Publicado na coluna Segurança, Bits & Cia do Jornal do Commercio em 16/05/02

Prof. Pedro Antonio Dourado de Rezende
Departamento de Ciência da Computação
Universidade de Brasilia
14 de Março de 2002


Reiterados conselhos ouvimos dos czares da economia brasileira aos presidencáveis, para que tornem claras suas propostas de política econômica, em defesa da estabilidade. Isso poderia acalmar o mercado. José Serra chegou a nos lembrar que um deles já se manifestou contra a lei de responsabilidade fiscal, e outro contra as metas inflacionárias.

O apelo é interessante. Insinua que a proposta de política econômica governista é clara e não assusta o mercado. E o eleitor? Não o assusta ver esta estabilidade refém de vários déficits, esquecidos nesses conselhos? Não posso julgar, mas posso testemunhar o meu susto com a face desta política voltada para a minha especialidade, a informática e a segurança nela fundada.

Para um país emergente, nada mais estratégico nesta área do que a conjugação de independência tecnológica e controle orçamentário. O partido que hoje lidera as pesquisas apresentou, em 1999, projeto de lei que prioriza, para a administração pública, o modelo de negócio de sofwares centrado nesses valores. A indústria mais monopolizante da história, que há vinte anos vem explorando um modelo clássico de produção e comercialização adaptado ao software, amealhou com isso excessivo poder. Apesar de ter assim contribuído para a revolução digital, tal modelo já esgotou sua capacidade de fazê-lo com qualidade. Esse poder, hoje guiado a perpetuar esta exploração a um custo social inegavelmente inflacionário, requer contrapesos.

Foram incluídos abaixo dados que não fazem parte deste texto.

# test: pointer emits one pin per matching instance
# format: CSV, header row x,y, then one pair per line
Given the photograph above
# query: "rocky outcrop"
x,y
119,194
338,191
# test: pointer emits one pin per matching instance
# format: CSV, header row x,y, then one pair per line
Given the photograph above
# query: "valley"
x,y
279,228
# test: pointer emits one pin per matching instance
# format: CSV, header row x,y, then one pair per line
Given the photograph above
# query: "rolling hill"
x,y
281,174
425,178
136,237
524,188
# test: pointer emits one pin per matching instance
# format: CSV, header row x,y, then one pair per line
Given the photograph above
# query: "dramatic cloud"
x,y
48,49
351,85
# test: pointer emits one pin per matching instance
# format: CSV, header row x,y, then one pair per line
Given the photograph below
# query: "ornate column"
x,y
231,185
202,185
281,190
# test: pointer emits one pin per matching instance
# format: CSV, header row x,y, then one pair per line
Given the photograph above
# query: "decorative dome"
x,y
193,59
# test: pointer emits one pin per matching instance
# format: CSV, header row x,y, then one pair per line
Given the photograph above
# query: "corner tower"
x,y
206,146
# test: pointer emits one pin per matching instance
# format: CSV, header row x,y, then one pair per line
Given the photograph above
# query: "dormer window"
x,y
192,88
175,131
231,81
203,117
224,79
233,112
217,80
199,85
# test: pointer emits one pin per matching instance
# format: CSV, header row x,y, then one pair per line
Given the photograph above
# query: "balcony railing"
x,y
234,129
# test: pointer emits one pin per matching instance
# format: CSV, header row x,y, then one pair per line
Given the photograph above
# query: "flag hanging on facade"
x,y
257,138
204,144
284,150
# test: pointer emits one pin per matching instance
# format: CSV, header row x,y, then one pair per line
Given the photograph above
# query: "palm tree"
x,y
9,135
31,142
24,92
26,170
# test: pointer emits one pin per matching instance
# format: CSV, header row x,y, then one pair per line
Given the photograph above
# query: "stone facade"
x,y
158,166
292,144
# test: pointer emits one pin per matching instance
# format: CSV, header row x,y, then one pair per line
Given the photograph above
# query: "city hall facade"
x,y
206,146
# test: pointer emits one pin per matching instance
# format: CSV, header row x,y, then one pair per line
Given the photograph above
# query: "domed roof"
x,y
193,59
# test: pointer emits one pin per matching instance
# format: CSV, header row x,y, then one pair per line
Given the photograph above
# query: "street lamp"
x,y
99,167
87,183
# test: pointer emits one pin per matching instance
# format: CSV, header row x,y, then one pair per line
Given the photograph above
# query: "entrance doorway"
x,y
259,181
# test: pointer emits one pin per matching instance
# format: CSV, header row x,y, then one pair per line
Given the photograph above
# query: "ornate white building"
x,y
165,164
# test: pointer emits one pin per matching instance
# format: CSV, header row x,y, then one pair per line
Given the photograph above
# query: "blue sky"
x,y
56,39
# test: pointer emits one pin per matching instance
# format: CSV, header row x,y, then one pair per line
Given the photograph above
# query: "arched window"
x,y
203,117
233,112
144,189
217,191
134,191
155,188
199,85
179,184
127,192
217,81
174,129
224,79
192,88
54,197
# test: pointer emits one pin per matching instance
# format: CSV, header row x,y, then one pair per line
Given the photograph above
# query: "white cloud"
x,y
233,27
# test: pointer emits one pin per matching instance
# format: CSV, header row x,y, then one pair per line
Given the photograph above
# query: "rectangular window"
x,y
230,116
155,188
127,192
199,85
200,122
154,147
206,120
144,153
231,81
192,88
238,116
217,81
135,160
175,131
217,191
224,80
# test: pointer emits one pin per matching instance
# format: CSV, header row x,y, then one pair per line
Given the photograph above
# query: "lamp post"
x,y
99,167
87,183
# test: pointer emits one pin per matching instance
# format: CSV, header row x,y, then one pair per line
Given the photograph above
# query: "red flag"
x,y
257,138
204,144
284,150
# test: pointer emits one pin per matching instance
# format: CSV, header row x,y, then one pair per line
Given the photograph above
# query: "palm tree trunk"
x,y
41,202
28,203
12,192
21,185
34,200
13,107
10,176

A lei daria preferência à escolha de softwares livres, cujo licenciamento não gera custos sociais na forma de dependência tecnológica, semiológica ou de barreiras econômicas, mas proteje e perpetua o livre acesso e o controle social sobre a evolução de sua lógica e dos formatos e pardrões digitais dos documentos e transações gerados. O governo brasileiro gasta hoje, só com licenças de sistemas que têm equivalentes livres de maior estabilidade e licenciamento a custo zero, mais de 1 bilhão de dolares anuais. É o item da balança de pagamentos que mais cresce.

Na comissão de Ciência e Tecnologia foi designado relator do projeto o deputado Nárcio Rodrigues, PSDB-MG, que o enfiou nalguma gaveta onde está até hoje. Enquanto isso, em países onde iniciativas semelhantes surgiram, como Alemanha, França, China, alguns escandinavos e até o Peru, o debate em torno da defesa da autonomia do Estado e das liberdades digitais vem crescendo. Nesse debate, as falácias oferecidas pelos defensores do status quo se esboroam, uma a uma.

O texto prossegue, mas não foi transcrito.